Through more than 250 programs and events, and thousands of hours of professional and personal guidance, Abramowitz brought together the tools and resources required for a healthy and successful transition to civilian life.

Abramowitz is joined by therapists who share his dedication as well as his optimism and clarity of purpose, providing a lifeline of private and group therapy, mentorship programs and a 24-hour resource hotline to support veterans who are overcoming PTSD and trauma.

Through Nevut, lone soldier veterans become comrades to one another, forming a strong community and bond. Nevut grows leaders who in turn teach others.

Itzhak Mor, a longtime and active member, credits Abramowitz with helping him regain his footing after his IDF service. Mor recalled that when he returned home in  New York, he was not sure of his direction or his own worth.

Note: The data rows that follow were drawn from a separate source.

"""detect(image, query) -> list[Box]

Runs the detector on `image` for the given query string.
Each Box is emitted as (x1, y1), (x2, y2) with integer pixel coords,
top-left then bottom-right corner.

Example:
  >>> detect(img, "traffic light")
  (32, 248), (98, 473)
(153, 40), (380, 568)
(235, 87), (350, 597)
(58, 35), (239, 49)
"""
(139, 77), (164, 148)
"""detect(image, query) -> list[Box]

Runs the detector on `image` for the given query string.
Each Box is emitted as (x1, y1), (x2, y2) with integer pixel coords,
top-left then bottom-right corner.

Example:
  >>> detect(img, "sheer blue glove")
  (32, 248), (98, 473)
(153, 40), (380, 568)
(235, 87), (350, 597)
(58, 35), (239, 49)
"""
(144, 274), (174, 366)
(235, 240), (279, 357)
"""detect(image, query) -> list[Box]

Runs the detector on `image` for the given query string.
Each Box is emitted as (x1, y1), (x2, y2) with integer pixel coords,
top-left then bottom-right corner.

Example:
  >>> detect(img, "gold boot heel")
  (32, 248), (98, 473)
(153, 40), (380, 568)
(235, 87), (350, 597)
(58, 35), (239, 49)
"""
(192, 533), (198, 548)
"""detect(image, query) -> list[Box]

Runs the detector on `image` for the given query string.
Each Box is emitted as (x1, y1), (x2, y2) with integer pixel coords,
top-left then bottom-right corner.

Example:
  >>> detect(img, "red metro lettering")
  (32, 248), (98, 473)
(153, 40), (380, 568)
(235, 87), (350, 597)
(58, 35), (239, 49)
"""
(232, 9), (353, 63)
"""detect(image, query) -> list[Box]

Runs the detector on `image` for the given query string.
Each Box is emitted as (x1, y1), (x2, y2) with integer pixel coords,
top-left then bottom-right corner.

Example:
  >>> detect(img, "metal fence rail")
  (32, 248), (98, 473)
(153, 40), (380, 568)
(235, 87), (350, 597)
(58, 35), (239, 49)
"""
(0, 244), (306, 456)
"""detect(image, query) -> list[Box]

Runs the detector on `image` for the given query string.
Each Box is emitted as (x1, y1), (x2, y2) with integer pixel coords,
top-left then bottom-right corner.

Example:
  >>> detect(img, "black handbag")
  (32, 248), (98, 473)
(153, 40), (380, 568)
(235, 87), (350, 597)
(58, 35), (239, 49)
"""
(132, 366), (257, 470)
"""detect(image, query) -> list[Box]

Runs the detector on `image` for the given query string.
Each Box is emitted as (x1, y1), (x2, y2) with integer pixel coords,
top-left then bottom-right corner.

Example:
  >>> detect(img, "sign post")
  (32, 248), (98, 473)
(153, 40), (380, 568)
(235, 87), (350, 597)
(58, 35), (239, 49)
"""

“You [come back from service] and you have a chip on your shoulder. You’ll smile at people, but you’ll be kind of lost,” he said. “You find it difficult to talk to family and friends at home because no one knows what you have gone through.”

Mor reached out to Abramowitz and joined Nevut.

“Ari dedicates himself to broken people — he fixes us,” Mor said. “The bonds we share help us to form a weird but new family through which, if we need anything, we help one another. It’s Ari who sets up meetups, group chats — and each of us comes to share information and even inside jokes.”

Mor gained skills, self-awareness and connections at Nevut. Now, a few years later, he continues to bond with other Nevut members.

“I’m still talking to the same people, my soldier buddies. Together, we have gone on ski Shabbatons, even with our families and kids,” he said. “Ari and Nevut are my extended family — even our spouses are connected.”

Stepping back and thinking about his journey to the IDF and now as a lone soldier veteran, Mor mused, “The IDF doesn’t give us [lone soldiers] direction, it is Ari’s commitment to each individual veteran that helps us to find our direction.”

Mor and another Jewish lone soldier veteran, Moti Leibman, had both known Abramowitz during their tours of service in Israel where Abramowitz was a partner in a lone soldier support program, but it was here in the United States that they sought him out.

Leibman reached out after the death of a lone soldier veteran who had overdosed. Concerned that he did not want any other lone soldier veteran to die from suicide or overdose, Leibman hoped to create a Nevut group in Los Angeles to support lone soldier veterans there. With Abramowitz’s support, a Los Angeles Chapter of Nevut was born.

“Ari was there from A to Z. He gave us workshops in leadership and helped us to set goals,” Leibman said, who established the chapter with his friend Zalman Plotke.

Coronavirus has limited their events now, but Leibman and Plotke are hopeful that soon they will be able to help lone soldier veterans with workshops on an array of topics. Meanwhile, they are present for these veterans, helping them make their difficult transition to civilian life. For his own successful transition, Leibman credits, it was, in part, his parents’ insistence that he enroll in college upon his return home — college deadlines give him a needed focus and discipline.

“For that needed focus and discipline that is why we created Nevut,” he said.

“Before Nevut, I wasn’t one to take on leadership roles,” Leibman said. “Ari inspired me to become a leader. The way that Ari sees it —you were a lone soldier, so you already are a leader; he sees us as natural born leaders. Ari is the father of lone soldiers, he’s there for us guys.”

Each day, Abramowitz reaches out over social media, texts, emails and the like to give Nevut Jewish lone soldier veterans the spark they need, the motivation that will carry them through the day and onward. At the same time, he is doing outreach, program development and fundraising, driving to expand Nevut’s programming and reach.

For now, Abramowitz brings a balm to the more than 450 Jewish lone soldier veterans who are Nevut. Hiking, davening, listening, he opens panoramas for these veterans. The father of lone soldiers, the fixer of brokenness, Abramowitz sees not the brokenness but the wholeness in each neshama.